On Demand Interconversion of Electrical and Chemical Energy: The Key to a Renewable Energy Economy
Yogesh Surendranath, Massachusetts Institute of Technology
Renewable energy sources such as solar and wind are poised to transform the global energy economy. However, their inherent intermittency necessitates scalable and efficient methods for storage and recovery of renewable electricity. The magnitude of global energy demand – projected to be greater than 50 terawatts by 2050 – combined with the versatility and high energy density of chemical fuels, argues for the development of scalable devices for on-demand interconversion of electrical and chemical energy.

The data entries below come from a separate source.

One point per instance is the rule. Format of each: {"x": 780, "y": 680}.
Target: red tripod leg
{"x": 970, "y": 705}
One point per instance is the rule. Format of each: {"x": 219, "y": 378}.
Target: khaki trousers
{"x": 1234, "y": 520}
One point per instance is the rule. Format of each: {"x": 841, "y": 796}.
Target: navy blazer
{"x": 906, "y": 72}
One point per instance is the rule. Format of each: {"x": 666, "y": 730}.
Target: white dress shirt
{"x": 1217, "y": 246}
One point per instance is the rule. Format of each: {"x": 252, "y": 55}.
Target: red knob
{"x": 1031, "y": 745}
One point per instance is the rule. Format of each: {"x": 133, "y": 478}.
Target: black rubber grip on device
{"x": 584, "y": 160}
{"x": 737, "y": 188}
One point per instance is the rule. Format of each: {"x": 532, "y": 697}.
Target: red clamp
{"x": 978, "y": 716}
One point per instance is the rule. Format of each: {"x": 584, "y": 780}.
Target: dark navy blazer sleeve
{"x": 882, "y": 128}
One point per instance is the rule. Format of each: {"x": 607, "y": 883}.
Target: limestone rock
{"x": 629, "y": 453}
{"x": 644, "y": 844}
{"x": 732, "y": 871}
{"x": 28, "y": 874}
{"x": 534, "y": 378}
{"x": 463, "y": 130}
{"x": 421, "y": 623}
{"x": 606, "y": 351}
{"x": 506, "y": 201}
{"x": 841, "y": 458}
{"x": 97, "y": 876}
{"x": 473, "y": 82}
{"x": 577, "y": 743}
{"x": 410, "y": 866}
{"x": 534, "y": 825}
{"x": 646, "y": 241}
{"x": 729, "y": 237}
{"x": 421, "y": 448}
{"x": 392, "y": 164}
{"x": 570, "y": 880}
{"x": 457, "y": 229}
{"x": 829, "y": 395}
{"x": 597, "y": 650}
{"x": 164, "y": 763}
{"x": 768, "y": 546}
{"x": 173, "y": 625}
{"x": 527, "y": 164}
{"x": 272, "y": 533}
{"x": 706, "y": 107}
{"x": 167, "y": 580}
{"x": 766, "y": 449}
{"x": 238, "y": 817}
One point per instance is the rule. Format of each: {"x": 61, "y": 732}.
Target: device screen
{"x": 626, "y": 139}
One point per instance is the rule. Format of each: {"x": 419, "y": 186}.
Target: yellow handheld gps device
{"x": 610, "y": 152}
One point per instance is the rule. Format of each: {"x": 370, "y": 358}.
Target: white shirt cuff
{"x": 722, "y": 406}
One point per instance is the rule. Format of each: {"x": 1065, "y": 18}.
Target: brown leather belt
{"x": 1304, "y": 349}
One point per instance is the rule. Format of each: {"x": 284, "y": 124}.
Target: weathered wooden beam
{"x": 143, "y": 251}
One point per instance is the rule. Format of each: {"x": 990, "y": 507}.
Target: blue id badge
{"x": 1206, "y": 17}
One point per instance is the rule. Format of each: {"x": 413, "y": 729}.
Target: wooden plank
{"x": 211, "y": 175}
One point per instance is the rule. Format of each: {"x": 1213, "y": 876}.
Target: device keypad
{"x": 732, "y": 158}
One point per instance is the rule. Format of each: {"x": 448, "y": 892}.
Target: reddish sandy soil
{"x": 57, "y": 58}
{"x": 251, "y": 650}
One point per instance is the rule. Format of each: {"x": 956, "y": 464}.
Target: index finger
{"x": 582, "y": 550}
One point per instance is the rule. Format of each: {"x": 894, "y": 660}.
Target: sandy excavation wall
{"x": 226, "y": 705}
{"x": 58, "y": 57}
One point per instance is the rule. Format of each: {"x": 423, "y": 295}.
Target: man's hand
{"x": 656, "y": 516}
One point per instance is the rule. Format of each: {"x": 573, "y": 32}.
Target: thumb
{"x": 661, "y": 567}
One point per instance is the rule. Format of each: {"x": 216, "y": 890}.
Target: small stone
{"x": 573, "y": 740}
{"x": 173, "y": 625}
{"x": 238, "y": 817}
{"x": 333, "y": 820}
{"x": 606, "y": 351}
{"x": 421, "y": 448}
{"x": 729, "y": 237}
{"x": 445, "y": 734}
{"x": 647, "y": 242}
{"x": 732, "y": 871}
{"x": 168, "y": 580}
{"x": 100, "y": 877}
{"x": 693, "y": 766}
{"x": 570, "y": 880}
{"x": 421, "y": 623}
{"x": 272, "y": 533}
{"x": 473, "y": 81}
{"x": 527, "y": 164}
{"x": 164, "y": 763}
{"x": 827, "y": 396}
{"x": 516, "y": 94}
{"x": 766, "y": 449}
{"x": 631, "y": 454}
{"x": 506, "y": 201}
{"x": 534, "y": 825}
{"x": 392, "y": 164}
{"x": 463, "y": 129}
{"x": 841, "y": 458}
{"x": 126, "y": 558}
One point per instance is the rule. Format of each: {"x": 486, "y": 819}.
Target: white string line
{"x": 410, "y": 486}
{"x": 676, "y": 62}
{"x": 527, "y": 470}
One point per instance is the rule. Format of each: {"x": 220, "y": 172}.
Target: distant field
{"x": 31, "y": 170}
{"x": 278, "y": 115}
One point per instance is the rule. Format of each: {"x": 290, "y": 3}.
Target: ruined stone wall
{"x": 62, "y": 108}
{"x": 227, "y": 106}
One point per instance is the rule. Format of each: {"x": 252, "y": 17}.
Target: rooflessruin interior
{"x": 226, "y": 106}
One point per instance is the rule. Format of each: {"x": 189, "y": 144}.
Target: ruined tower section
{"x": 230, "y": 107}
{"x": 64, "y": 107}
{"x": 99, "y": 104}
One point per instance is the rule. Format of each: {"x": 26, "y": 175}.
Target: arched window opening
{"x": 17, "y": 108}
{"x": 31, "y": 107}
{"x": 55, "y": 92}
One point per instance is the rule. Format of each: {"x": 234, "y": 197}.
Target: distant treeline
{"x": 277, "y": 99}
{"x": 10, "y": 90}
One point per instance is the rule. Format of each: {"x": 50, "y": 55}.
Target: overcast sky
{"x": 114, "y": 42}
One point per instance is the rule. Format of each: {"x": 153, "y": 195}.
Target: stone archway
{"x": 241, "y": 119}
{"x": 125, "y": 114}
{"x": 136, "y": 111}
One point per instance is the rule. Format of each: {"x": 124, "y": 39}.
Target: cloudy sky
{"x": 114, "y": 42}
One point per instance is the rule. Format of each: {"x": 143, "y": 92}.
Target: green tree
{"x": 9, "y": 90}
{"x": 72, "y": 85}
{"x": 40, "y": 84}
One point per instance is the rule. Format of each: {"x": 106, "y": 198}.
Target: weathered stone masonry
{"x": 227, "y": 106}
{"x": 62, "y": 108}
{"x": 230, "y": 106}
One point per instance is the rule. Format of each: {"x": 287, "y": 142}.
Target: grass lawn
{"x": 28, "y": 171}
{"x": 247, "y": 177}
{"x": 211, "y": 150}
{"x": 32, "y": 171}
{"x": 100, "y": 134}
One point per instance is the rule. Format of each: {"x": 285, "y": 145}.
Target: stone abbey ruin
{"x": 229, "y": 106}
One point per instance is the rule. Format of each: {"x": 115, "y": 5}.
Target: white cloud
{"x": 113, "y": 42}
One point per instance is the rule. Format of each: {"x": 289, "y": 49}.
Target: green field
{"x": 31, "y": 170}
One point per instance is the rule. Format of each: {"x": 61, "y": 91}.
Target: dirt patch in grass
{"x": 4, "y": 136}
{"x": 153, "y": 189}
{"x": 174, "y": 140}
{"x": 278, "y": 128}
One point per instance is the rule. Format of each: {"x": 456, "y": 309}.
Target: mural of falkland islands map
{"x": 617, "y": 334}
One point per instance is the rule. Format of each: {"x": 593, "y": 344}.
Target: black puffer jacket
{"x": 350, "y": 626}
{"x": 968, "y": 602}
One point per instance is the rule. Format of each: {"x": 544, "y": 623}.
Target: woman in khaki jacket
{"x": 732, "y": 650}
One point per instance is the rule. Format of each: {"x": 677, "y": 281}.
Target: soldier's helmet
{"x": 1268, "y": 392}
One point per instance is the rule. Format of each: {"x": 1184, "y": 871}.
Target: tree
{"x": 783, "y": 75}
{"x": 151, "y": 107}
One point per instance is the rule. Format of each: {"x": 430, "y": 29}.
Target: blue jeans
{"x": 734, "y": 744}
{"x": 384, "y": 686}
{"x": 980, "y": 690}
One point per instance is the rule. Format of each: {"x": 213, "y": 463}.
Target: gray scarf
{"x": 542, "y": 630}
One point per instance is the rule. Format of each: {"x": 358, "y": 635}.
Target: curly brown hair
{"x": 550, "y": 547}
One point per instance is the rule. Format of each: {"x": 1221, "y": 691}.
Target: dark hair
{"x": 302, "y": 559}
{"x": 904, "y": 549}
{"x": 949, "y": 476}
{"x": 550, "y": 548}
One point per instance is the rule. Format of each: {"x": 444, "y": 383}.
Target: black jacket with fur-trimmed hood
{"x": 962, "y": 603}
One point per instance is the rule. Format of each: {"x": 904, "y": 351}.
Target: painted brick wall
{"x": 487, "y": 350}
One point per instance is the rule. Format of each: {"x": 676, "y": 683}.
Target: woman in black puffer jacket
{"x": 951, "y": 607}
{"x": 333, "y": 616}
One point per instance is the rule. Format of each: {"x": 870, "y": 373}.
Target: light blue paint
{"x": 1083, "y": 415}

This interconversion can be achieved in supercapacitors, batteries, electrolyzers, and fuel cells by driving energy storing and releasing chemical reactions at two spatially separated electrodes through which electrical current flows. The efficiency, selectivity, durability, and cost of each of these devices is, therefore, dependent on the structure of the electrode across length scales that range from the molecular to the macroscopic.
This talk will outline the basic research challenges and new opportunities for engineering electrode structure across multiple length scales, with an emphasis on the requirements for efficient and selective generation of chemical fuels from water and carbon dioxide. Rapid progress in this area of energy science is essential for the timely integration of renewables into the global energy economy.